One major reason that the Eurofighter is such poor value for money, of course, has been repeated delay so as to achieve short-term savings in the past. This is also true of nearly every other procurement project in the MoD: cumulatively, past politicians failing to grasp nettles are now costing us billions every year. It has to stop, and stop now - as a taxpayer, quite frankly I don't see why I should pay still more billions down the road just to keep Mr Cameron in Downing Street and Mr Clegg in the Cabinet today.

I don't think I'm alone in these beliefs, either. The Lib Dems, showing a lot of integrity, put clear blue water between themselves and the other two parties on nukes before the election - and took a beating at the polls. In most other respects you couldn't get a playing card between them and the other parties on policy, so a lot of those lost Lib Dem votes will have been lost by the failure to promise proper deterrence. The mainstream parties, of course, for whom most of us voted, promised new Trident on time: Labour long ago learned that disarmament is electoral suicide in this country, and once you realise the difference between ballistic and cruise missiles you know that the latter are more or less equivalent to disarming.
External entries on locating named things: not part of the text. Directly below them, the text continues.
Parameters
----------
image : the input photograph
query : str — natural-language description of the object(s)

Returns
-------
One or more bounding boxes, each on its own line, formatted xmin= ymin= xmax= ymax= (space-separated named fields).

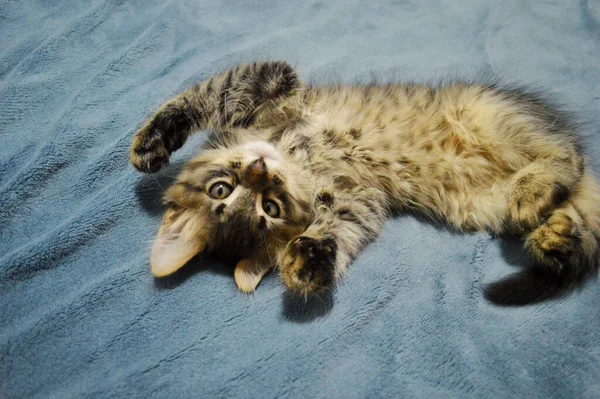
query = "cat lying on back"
xmin=130 ymin=62 xmax=600 ymax=305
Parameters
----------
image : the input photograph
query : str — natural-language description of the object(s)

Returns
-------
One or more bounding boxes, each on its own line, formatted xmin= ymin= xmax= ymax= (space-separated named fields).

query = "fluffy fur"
xmin=131 ymin=62 xmax=600 ymax=305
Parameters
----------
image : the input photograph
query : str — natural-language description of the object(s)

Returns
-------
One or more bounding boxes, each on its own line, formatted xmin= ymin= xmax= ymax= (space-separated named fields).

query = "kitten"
xmin=130 ymin=62 xmax=600 ymax=305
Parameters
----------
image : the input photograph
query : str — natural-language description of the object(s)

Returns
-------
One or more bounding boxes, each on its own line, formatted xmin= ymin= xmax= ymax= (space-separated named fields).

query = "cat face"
xmin=150 ymin=141 xmax=312 ymax=277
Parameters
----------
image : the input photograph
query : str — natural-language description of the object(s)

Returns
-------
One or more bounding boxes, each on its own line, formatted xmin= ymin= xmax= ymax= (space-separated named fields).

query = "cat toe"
xmin=281 ymin=237 xmax=336 ymax=295
xmin=129 ymin=130 xmax=171 ymax=173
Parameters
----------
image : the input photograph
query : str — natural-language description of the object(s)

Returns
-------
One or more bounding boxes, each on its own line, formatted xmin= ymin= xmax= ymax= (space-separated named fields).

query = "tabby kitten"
xmin=130 ymin=62 xmax=600 ymax=305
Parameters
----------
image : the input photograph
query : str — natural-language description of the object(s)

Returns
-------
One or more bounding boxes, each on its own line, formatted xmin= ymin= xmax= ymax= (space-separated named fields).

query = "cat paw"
xmin=280 ymin=237 xmax=337 ymax=295
xmin=525 ymin=212 xmax=581 ymax=273
xmin=129 ymin=125 xmax=171 ymax=173
xmin=508 ymin=173 xmax=568 ymax=231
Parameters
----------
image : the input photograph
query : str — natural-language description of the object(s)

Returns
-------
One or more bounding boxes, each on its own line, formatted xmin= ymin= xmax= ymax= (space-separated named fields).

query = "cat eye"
xmin=263 ymin=200 xmax=279 ymax=218
xmin=208 ymin=182 xmax=233 ymax=199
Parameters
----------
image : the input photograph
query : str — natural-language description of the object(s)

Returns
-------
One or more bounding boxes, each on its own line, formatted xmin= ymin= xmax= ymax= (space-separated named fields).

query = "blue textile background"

As for the argument that our noble boys and girls in uniform deserve our support and we shouldn't take away their money for nukes - especially while we're at war in Afghanistan - that misses several points.

First, the costs of war in Afghanistan are being met by several billion in extra funding every year from the Treasury, not from the main MoD budget which is to pay for new nukes. Our boys and girls on the front line will still get their new armoured vehicles, new rifles and weapons, better body armour, PAYG satellite bandwidth and the big black bag of shiny proper kit for each of them on setting off. Afghanistan has nothing to do with the MoD core budget. Even if it did, well... you can make an argument that it makes Britain more secure to be in Afghanistan, but it isn't nearly as convincing as the the argument that having Trident makes Britain more secure - and Trident costs less, too.

Second, it is not the armed forces' money we speak of but ours. Defence chiefs grumble that the nuclear deterrent is imposed on them by politics, in other words by public opinion - this being a democracy. Of course it is, and so it should be: if the electorate want nukes instead of tanks or frigates or jets, that's what they should have.

Third, our conventional armed forces are some of the best value in the government - in the world - in terms of capability for money. They can reach round the world to do all manner of very difficult things - dominate defended airspaces, fight tank battles, hunt submarines. We get all these tools for just £35bn pa or so: and if we give them several billion a year extra as we are doing, the forces can also carry on properly-equipped counterinsurgency, albeit on a distinctly modest scale. (The US Marines on their own have put three times the number of people into Helmand that the combined UK forces can manage. The US Marines also have about the same number of personnel in total.)

We might, perhaps, need to fight a tank battle or hunt down some submarines or control some airspace against opposition one day. It's probably worth spending money to keep at least some of these tools available.

But to me the idea that we should forfeit real, serious, geopolitically game-changing, unstoppable, invulnerable nuclear strike capability in order to spend slightly more on fighting submarines or tanks or MiGs is comically ridiculous. Nonetheless that's the argument the generals and air-marshals and even admirals - and with them a lot of politicians - are making.

They are wrong. ®

*A Trident boat spends a months-long deterrent patrol driving about very slowly in a given box somewhere in the Atlantic. It never looks around it, never goes hunting for enemy ships or subs, never does anything much at all. It is very hard for a keen young sub-driver to develop his skills or his career in this situation.